Existe algum orçamento para a implementação do PAE?
Não temos nenhum orçamento estipulado para este programa. O que se definiu foi o uso das parcerias que temos e dos orçamentos internos para a sua implementação. Temos três projectos de ajuda, um dos quais designado por G3, e a contribuição financeira do Ministério da Economia e Finanças. É através desses financiamentos que se está a avançar. Temos outros projectos e parceiros, mas cada um numa linha diferente de actuação.
A isenção do visto de entrada é uma das medidas mais elogiadas pelo sector privado, por ter ajudado a aumentar o fluxo turístico e a atracção de investimentos. Mas têm-se ouvido reclamações relacionadas com o acumular de muita gente nas chegadas em aeroportos…

De facto, a nossa infra-estrutura logística não está suficientemente preparada para receber tanta gente. Existem alguns horários de pico em que os aeroportos ficam lotados. Por isso, procuramos melhorar as nossas infra-estruturas, no sentido de treinar o nosso quadro de técnicos para lidar com isso. Mas não é uma situação alarmante. Está ao alcance do controlo pelas autoridades. As vantagens desta medida têm muito mais peso do que os constrangimentos que possam ocorrer.
Mas admite que problemas ao nível das infra-estruturas, sobretudo as estradas, são um desafio à implementação do PAE.
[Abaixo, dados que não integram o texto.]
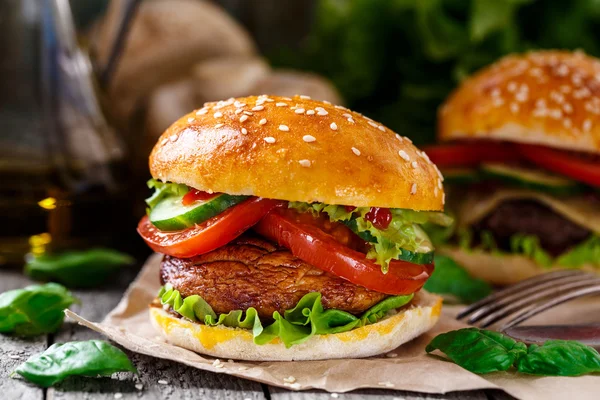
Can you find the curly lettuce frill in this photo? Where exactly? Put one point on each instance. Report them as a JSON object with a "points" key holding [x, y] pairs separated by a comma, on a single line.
{"points": [[295, 326]]}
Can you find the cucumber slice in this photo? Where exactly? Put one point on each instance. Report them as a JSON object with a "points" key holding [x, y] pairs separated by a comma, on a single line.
{"points": [[461, 176], [531, 179], [171, 215]]}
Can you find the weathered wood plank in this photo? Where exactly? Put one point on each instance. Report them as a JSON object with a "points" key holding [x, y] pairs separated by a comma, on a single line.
{"points": [[373, 394], [13, 351], [156, 379]]}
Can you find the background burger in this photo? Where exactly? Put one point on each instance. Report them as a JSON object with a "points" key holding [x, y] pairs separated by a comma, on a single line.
{"points": [[291, 229], [522, 166]]}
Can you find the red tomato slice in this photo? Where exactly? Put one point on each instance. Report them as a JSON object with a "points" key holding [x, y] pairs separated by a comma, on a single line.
{"points": [[562, 162], [311, 244], [470, 153], [209, 235]]}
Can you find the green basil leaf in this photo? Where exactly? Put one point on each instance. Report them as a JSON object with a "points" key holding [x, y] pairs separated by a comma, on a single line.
{"points": [[559, 358], [61, 360], [479, 351], [34, 310], [450, 278], [77, 268]]}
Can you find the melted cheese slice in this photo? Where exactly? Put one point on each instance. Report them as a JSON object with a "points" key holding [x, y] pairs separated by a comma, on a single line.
{"points": [[578, 209]]}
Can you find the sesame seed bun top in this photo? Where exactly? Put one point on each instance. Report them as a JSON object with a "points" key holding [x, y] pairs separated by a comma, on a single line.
{"points": [[549, 98], [296, 149]]}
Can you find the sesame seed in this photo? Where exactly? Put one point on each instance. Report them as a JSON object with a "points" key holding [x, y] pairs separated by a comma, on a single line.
{"points": [[498, 102], [403, 154]]}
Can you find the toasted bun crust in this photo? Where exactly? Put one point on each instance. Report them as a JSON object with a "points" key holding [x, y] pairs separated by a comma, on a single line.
{"points": [[501, 269], [549, 98], [296, 149], [224, 342]]}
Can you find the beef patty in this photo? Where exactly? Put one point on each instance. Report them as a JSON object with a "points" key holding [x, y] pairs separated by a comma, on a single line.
{"points": [[252, 272], [556, 233]]}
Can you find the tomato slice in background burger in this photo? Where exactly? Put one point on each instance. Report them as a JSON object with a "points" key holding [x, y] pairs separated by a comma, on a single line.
{"points": [[314, 246], [564, 163], [465, 154], [209, 235]]}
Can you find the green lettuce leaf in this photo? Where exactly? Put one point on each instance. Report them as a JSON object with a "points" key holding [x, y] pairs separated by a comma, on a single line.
{"points": [[306, 319], [403, 233], [162, 190]]}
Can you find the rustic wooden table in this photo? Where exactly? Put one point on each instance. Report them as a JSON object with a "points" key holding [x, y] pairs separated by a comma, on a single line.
{"points": [[157, 379]]}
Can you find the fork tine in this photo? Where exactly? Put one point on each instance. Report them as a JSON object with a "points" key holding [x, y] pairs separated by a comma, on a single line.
{"points": [[524, 316], [516, 288], [545, 294], [527, 292]]}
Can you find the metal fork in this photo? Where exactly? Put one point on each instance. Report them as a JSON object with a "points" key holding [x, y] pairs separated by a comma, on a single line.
{"points": [[530, 297]]}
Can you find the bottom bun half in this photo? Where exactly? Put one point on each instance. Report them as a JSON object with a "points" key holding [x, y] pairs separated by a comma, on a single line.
{"points": [[501, 269], [381, 337]]}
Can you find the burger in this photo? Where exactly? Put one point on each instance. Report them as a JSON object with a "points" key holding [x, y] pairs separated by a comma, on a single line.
{"points": [[291, 230], [520, 150]]}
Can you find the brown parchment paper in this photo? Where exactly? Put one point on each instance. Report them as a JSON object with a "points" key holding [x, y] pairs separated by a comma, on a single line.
{"points": [[406, 368]]}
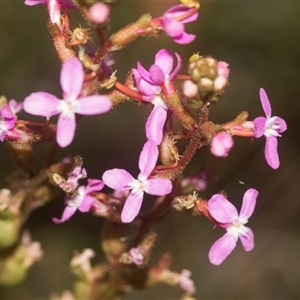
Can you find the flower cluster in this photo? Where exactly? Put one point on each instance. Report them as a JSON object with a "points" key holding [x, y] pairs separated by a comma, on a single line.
{"points": [[227, 217], [47, 105], [180, 112]]}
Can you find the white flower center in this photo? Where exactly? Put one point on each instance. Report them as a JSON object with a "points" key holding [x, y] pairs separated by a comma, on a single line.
{"points": [[76, 201], [68, 107], [138, 186], [237, 228]]}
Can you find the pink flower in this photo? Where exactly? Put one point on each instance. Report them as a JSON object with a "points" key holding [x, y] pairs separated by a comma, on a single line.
{"points": [[271, 128], [221, 144], [7, 121], [47, 105], [227, 217], [150, 84], [83, 201], [98, 13], [174, 28], [53, 6], [156, 120], [120, 179]]}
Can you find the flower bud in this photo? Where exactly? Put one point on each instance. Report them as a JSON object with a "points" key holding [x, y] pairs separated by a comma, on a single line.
{"points": [[98, 13], [221, 144], [190, 89]]}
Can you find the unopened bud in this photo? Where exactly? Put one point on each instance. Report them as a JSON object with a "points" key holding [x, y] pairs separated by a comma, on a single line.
{"points": [[190, 89], [98, 13], [221, 144]]}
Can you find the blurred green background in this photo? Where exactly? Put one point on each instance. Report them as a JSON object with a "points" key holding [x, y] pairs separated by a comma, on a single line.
{"points": [[260, 40]]}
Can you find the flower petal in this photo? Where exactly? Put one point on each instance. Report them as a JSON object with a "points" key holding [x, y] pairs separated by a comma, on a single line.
{"points": [[259, 126], [41, 104], [184, 38], [71, 77], [221, 209], [271, 154], [221, 249], [164, 60], [282, 125], [155, 124], [149, 89], [265, 102], [148, 158], [178, 66], [93, 105], [117, 179], [158, 186], [131, 207], [94, 185], [68, 212], [66, 126], [249, 202], [144, 73], [247, 240], [35, 2], [172, 27]]}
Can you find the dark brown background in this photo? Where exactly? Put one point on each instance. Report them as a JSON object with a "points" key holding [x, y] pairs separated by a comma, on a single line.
{"points": [[260, 41]]}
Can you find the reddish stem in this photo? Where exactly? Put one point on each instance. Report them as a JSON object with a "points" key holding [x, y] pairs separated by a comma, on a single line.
{"points": [[129, 92]]}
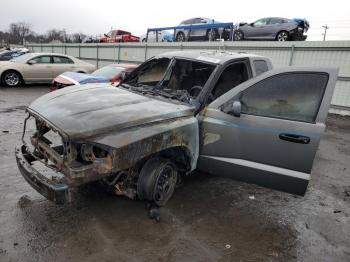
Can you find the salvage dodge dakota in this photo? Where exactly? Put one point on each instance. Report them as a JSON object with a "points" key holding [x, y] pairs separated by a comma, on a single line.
{"points": [[225, 113]]}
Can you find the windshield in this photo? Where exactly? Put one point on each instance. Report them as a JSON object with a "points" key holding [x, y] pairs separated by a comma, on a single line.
{"points": [[172, 78], [109, 72], [22, 58]]}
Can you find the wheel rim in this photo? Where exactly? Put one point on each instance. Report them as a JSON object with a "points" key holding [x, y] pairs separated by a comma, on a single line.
{"points": [[11, 79], [238, 36], [165, 185], [180, 37], [282, 36]]}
Essa questão está na medida 11 (“melhoria da competitividade dos aeroportos e corredores logísticos”). Nesta medida já foram realizadas várias acções, mas os resultados não serão imediatos. Quanto às estradas, o problema não é apenas do lado de Moçambique, mas também dos países vizinhos e está a afectar o PAE. Todas as acções de simplificação da mobilidade que realizámos encontram obstáculos neste aspecto. Há muitos problemas que são de outros países e que afectam os nossos esforços.
Até que ponto as dificuldades de tesouraria, nomeadamente com o impacto da nova Tabela Salarial Única (TSU) e os atrasos no arranque das receitas do gás, podem condicionar o PAE?
Não estamos muito ligados a estas questões da TSU. Estamos mesmo focados nas medidas de aceleração da economia. Será com o acelerar da economia que vamos gerar mais receitas e resolver as questões de tesouraria do Estado. Este é o pensamento do PAE. Procurar resolver os problemas que assolam o País e aliviar todas as pressões de forma transversal.
Que alterações se podem esperar ao longo dos próximos anos na economia, à medida que os resultados do PAE se forem fazendo sentir?
Temos a plena consciência de que à medida que fazemos o desenvolvimento das medidas e a sua implementação, surgem outras questões que têm ligação com o PAE. Mas olhamos para elas numa perspectiva evolucionista e tudo o que aparecer e agregue valor vai ser acompanhado. O nosso objectivo é criar um País mais próspero, com bem-estar para todos, porque quanto mais rico foi o País melhor.